По тому, как эта дама на него поглядела при первой встрече,
Герман понял, что ей должно быть очень скучно в этом доме на
окраине провинциального города, с мужем-барсуком и единственной
дочкой, которую она незадолго до того отправила в пансион. Ничего
такого между ними сказано не было: поговорил Герман с ней о
литературе, очень ее заинтересовал рассказом о модных ныне
поэтах-экстатистах, пообещал привезти как-нибудь что-то из них
почитать, да и засобирался домой. И только уже у выхода, провожая
его, Аглая Мартыновна – так звали Румянову – взяла его за руку и
прошептала, слегка смутившись: «Заезжайте к нам как-нибудь еще. Да
вот хоть бы в мае, числа тринадцатого? Я вас очень буду ждать».
Признаться, Герман, может быть, и манкировал бы этим
приглашением, если бы коллежский асессор не упомянул в разговоре с
ним, что как раз двенадцатого числа убывает на ревизию в Кашин, где
местная управа совсем уже потеряла всякий страх и стыд, и надо бы
ее вывести на чистую воду, на что у него уйдет никак не менее
недели.
С учетом этого, приглашение Аглаи Мартыновны приобретало
несколько иной оборот, довольно волнующий. В этом-то и причина
того, что Герман в отличном расположении духа ехал нынче в нанятой
на вокзале извозчичьей пролетке, напевая себе под нос романс «Не
возбуждай несбыточных мечтаний» и барабаня пальцами по саквояжику.
Жизнь его в последнее время бы скучной, как урок грамматики, и он
радовался тому, что в ней наметилось хоть какое-то приключение.
Если бы только мог он знать в ту пору истинный масштаб приключений,
навстречу которым он едет!
Впрочем, нельзя сказать, чтобы он не осознавал некоторой
неуместности своего гусарства. Его Внутренний Дворецкий, глядя на
это, осуждающе качал головой и пощипывал бакенбарды.
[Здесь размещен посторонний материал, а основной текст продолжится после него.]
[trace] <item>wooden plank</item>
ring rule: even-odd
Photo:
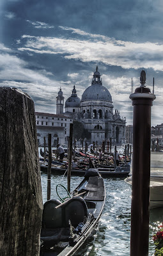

Про Дворецкого надо, пожалуй, разъяснить. Настоящего дворецкого
у молодого человека никогда не было – не на что содержать. Однако
он всегда любил представлять себя этаким великосветским шалопаем, у
которого есть умный, но брюзгливый старый слуга, который хоть и не
любит проказ своего барина, но всегда за него горой, в нужное время
и остановит, и совет дельный подаст, а то и просто поворчит, и от
этого на душе уже легче.
Так-то в его воображении и родился Внутренний Дворецкий: этакий
в возрасте уж с пятьдесят, в старомодной ливрее и с пышными
бакенбардами. Он обычно и являлся пред внутренним взором Германа,
когда происходило нечто из ряда вон и нужен был совет, а
посоветоваться было не с кем. Нынче особенного совета не
требовалось, однако Внутренний Дворецкий иной раз являлся и без
зова, когда чувствовал, что барин расшалился. Впрочем, Герман от
него отмахнулся. Поди прочь, не до тебя сейчас.